1
votes

This question is easy to explain with an example. I'm running a myscript.py dummy Python-MPI script whose content is just following two lines.

from subprocess import call
call(['which', 'python'])

By default the Python executable visible to MPI-cluster nodes is /usr/bin/python. I have another Python version installed in the home directory which can be activated by running source myhome/python35tf/bin/activate.

Now I login to let's say the master node in the cluster (N-0) and run following two commands in shell.

source myhome/python35tf/bin/activate
srun -N 4 python myscript.py

This produces following output.

/path-to-users/myhome/python35tf/bin/python
/path-to-users/myhome/python35tf/bin/python
/path-to-users/myhome/python35tf/bin/python
/path-to-users/myhome/python35tf/bin/python

It makes sense at least one of the outputs points to the python35tf Python executable since I activated it in N-0 node.
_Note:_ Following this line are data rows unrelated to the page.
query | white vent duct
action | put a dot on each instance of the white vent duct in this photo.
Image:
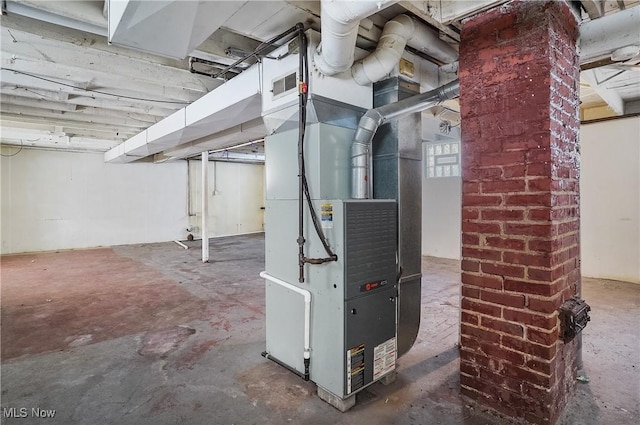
(397, 34)
(170, 28)
(340, 20)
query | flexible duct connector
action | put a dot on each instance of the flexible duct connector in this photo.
(340, 20)
(396, 35)
(374, 118)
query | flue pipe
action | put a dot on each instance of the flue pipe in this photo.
(374, 118)
(396, 35)
(340, 20)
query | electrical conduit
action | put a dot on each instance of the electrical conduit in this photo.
(307, 315)
(374, 118)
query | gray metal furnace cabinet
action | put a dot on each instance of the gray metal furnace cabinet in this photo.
(353, 301)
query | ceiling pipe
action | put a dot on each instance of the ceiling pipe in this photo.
(374, 118)
(396, 35)
(340, 21)
(600, 37)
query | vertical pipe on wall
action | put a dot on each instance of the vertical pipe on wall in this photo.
(205, 206)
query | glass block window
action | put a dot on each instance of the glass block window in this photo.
(442, 159)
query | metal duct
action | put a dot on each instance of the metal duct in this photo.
(396, 35)
(340, 20)
(374, 118)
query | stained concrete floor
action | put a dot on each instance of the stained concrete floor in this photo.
(147, 334)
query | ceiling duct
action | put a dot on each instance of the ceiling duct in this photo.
(167, 28)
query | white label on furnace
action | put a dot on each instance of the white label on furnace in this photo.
(326, 215)
(384, 358)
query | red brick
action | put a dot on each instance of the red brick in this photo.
(469, 266)
(470, 240)
(506, 299)
(502, 269)
(541, 259)
(469, 318)
(468, 343)
(506, 243)
(528, 200)
(539, 170)
(545, 305)
(470, 292)
(502, 158)
(502, 326)
(471, 227)
(470, 355)
(539, 214)
(481, 200)
(542, 366)
(470, 214)
(468, 369)
(534, 229)
(539, 185)
(511, 171)
(471, 174)
(503, 186)
(528, 347)
(483, 254)
(541, 245)
(525, 375)
(540, 337)
(480, 334)
(498, 352)
(502, 215)
(493, 282)
(531, 319)
(543, 275)
(480, 307)
(527, 287)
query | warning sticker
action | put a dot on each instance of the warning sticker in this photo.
(355, 368)
(326, 212)
(384, 358)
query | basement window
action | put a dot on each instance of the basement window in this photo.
(442, 159)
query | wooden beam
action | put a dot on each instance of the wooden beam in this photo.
(54, 51)
(80, 100)
(37, 113)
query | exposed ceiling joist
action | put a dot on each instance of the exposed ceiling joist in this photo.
(49, 126)
(613, 100)
(594, 8)
(74, 116)
(74, 101)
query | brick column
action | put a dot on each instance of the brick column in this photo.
(519, 79)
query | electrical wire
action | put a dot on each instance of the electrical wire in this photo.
(93, 91)
(304, 77)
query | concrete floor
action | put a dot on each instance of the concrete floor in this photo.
(147, 334)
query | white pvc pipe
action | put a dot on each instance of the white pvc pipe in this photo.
(340, 20)
(307, 308)
(396, 35)
(205, 206)
(181, 244)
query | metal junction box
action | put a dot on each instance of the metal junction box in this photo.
(353, 300)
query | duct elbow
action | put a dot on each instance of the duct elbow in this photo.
(381, 62)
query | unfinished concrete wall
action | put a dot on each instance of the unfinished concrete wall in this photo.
(441, 217)
(610, 199)
(519, 96)
(62, 200)
(236, 196)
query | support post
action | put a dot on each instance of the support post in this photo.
(205, 206)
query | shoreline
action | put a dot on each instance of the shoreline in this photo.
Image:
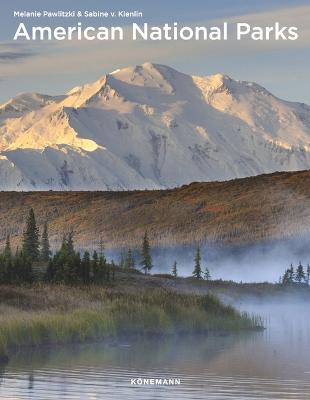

But how comes all other nodes are also seeing the same Python executable in their environments? Aren't they supposed to print /usr/bin/python? How does srun ensure execution environments of all nodes are in sync with that of N-0?

[UPDATE] A related question here: How does OpenMPI Secure SHell into all the compute nodes from the master node?

1
try srun env | grep ^PATH. is PATH exported ? if yes, that explains why usr/bin/python is not used - Gilles Gouaillardet
@GillesGouaillardet so are you suggesting that srun command internally ssh to each worker node and sets PATH to match with the master node before executing the workloads? To confirm this theory I tried running srun -N 2 printenv and observed that some of the environment variables are synced, but not all. Is there any reference page of OpenMPI describing how this exactly works? (To see what is copied and what's left out) - Batta
First, srun is a SLURM command and not an Open MPI command. Internally, srun is not SSH-based, but it propagates some environment variables beforce fork&exec'ing the binary. FWIW, in my environment, PATH is propagated by srun. - Gilles Gouaillardet

1 Answers

1
votes

The srun command propagates all of the user's environment to the compute node by default. You can control which variables are to be exported with the --export parameter.